目次  (あらすじはこちら へ)


嫡子・藤丸お茶に粉を入れた騒動が落ち着いた所に、またしても事件が起こった。

今度は、藤丸の異母弟・松千代が毒を盛らせたというのだ。

病に倒れたというので、医者が見立てた所、毒を飲んだ形跡があった。

幸い微量だったので、大事には至らなかった。


そこで、守り役の青木が周囲を調べると、女中部屋から毒が入った入れ物が見付かった。

しかし、入れ物の持ち主の女中は、姿をくらませてしまった。


早速、生母のお春の方は、藩主に警備の者を増やす事を願い出た。

藩主は、直ぐにこれを受け入れた。

その時に、加藤は警備の者に自分の家来を推薦し、お春の方の口利きもあったので、藩主はこれも了承した。

これには、城代家老・大杉も反対は出来なかった。


最初は、大杉はこの騒動の裏に加藤が絡んでいたと推測していたが、加藤の元へ忍び込ませていた配下の者の話だと、加藤は何も行動していないと言う。


その内に、藤丸と松千代の事件は、謎の隠密が引き起こしたという噂が藩士の間に広まった。

藤丸が老中の娘と婚約した事で、この小藩は幕府と繋がりが深くなる。

その事に異を唱える他藩が、隠密を使って2人に毒を盛ろうとしたと云う噂である。


大杉も、その噂を信じるようになった。

腹心の勘定奉行の香原も、同じであった。

2人ははお家騒動を防ぐために、家老・加藤が擁立を企てている松千代の暗殺を計画していたが、それを白紙に戻す他無かった。

自分達が探している清吉が、噂の隠密だとすると7年前の事件を探している理由が分かった気がした。

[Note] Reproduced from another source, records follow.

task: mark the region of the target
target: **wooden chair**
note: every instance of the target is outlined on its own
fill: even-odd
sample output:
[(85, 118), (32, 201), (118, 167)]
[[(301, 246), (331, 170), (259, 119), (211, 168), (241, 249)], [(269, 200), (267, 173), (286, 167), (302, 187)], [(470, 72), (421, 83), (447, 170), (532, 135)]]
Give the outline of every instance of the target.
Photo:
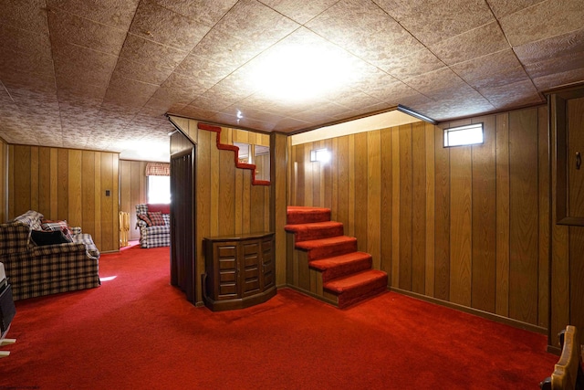
[(582, 351), (578, 330), (568, 325), (559, 333), (562, 353), (551, 376), (539, 384), (542, 390), (584, 390)]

他藩がこの藩の弱みを、探そうとしているのだと思ったからだ。


大杉が、そう思ったのにはもう一つの理由があった。

それは、田島敬之助がまた出奔した事である。

今度は誰にも告げずに。

正体がばれそうなので、きっと隠密が田島を消したのだと大杉達は思った。


2人の会話を天上裏から覗いていた清吉は苦笑したが、これで大杉は迂闊には動けない筈だ。

この噂を流したのは、恐らく加藤派だと睨んでいた。

事実、藤丸に毒を入れていた。

加藤は薬物には明るく、親戚には御殿医や松千代の医者等がいる。

それを利用して、松千代にあえて毒を入れて、松千代の周りを固めたのであろう。

大杉は、もっと自分の探索に力を入れるであろう。

清吉は、気を引き締めて、その場を後にした。


それは、確かであった。

加藤の長男が、病床から策を講じていていたのだ。

松千代に微量の毒を入れたのは、守り役・青木であった。

罪を被った女中は、加藤派の手引きで安全な場所に隠れている。

噂を広めたのも、加藤の配下の者達である。

大杉が探させている隠密を、この騒動に便乗して利用したのだ。

そして、加藤派を探っている大杉の配下の者を調べ上げ、その者が難病の母親を抱えている事を知ると、治療と引き替えに、その者を寝返らせて、自分達の偽りの情報を大杉に渡していたのだ。


この噂を信じた大杉は、隠密探索に集中するとも、加藤の長男は読んでいた。

その隙に、こちらは藤丸暗殺計画を錬る事が出来ると。


加藤の長男は、清吉の事を軽く見ていた。

たがが昔をほじくる隠密に何が出来るかと、長男は思っていた。

あの件以来、天上に人の気配は無いので、きっとしっぽを巻いて逃げいているとも思っていた。


しかし、清吉がこの藩に留まり、長男が計画している藤丸暗殺を把握している事実は知らない。